Cette manière de faire illustre un phénomène hélas courant : des ambitions, sans les moyens qui devraient les accompagner. Rappelons-le : la pollution atmosphérique coûte très cher, un prix payé en partie par de la souffrance, toujours difficile à traduire en argent, mais aussi une autre partie comptabilisée en argent sonnant et trébuchant, public et privé.

Soutenir dans la durée

Un rapport sénatorial de 2015 donne le chiffre de 106 milliards d'euros par an. Il s'agit pour l'essentiel de dépenses de santé, y compris les arrêts de travail avec leurs indemnisations et les désordres qui en résultent sur les unités de production. Une déclinaison particulière d'un constat plus global, que notre santé dépend à 75% de facteurs environnementaux.

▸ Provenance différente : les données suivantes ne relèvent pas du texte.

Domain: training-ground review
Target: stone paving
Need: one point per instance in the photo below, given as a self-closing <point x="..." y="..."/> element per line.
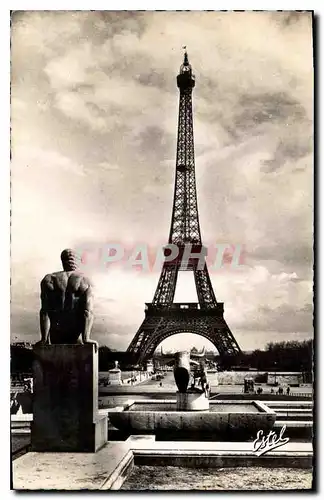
<point x="179" y="478"/>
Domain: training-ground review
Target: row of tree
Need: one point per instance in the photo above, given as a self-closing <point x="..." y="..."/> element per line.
<point x="278" y="356"/>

La mutation du parc automobile et les politiques en matière de transport de marchandises et de mobilité (transports en commun, circulations douces) sont des instruments incontournables de cette politique à la fois de santé publique et de finances. Le rapport sénatorial voté à l’unanimité des 17 membres de la commission, l'exprime clairement : "La pollution n’est pas qu’une aberration sanitaire, c’est aussi une aberration économique".

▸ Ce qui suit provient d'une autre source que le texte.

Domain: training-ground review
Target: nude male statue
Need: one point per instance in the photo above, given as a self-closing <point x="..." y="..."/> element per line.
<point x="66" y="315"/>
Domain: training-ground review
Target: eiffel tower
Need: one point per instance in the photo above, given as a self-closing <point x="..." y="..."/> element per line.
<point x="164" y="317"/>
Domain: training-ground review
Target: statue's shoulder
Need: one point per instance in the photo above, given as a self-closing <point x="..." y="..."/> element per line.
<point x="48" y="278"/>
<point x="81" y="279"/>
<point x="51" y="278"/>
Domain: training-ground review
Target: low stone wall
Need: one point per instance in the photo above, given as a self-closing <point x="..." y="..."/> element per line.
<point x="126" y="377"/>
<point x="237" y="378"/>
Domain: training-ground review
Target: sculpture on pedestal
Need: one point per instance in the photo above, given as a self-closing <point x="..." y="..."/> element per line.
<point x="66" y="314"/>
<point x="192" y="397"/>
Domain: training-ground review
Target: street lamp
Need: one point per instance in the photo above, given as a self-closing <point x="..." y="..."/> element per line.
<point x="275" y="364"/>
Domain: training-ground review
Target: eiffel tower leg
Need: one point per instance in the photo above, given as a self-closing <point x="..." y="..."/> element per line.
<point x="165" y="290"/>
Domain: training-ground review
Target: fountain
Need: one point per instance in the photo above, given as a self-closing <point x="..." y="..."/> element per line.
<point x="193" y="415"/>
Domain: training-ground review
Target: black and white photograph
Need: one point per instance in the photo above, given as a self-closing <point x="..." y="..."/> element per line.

"Dès que la durée entre dans les calculs, avec les coûts de fonctionnement, la durée de vie des équipements, leur capacité à évoluer et à s’adapter aux besoins, il apparaît que les économies coûtent cher."

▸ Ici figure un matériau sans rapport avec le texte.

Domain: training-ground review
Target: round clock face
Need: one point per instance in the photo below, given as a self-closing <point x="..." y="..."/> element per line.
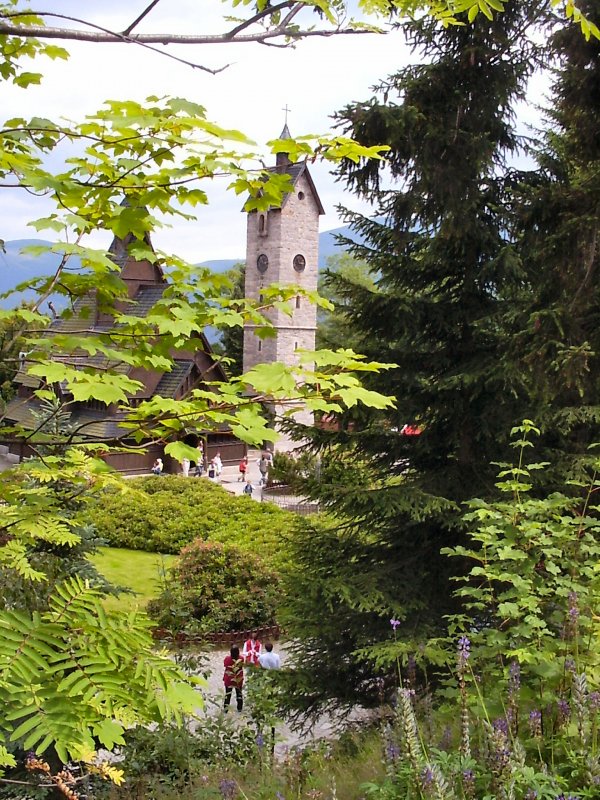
<point x="299" y="262"/>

Encore faut-il que les instruments de cette politique soient soutenus dans la durée. La transformation de la mobilité s'étale sur plusieurs dizaines d'années. Les ruptures dans ces politiques, les "stop-and-go", les incertitudes sur les échéances, sont autant d'obstacles au bon déroulement de ces transformations.

L'échec, pour l’instant, de la voiture électrique à 100 € par mois a permis de dénoncer le caractère antisocial des ZFE et de les condamner, alors qu'en bonne économie, il aurait fallu accélérer le renouvellement du parc. L'argent investi aurait permis de réaliser rapidement des économies substantielles et un assainissement de nos budgets. L’abandon des ZFE et les retards dans l’électrification du parc automobile sont des économies immédiates qui coûteront cher demain.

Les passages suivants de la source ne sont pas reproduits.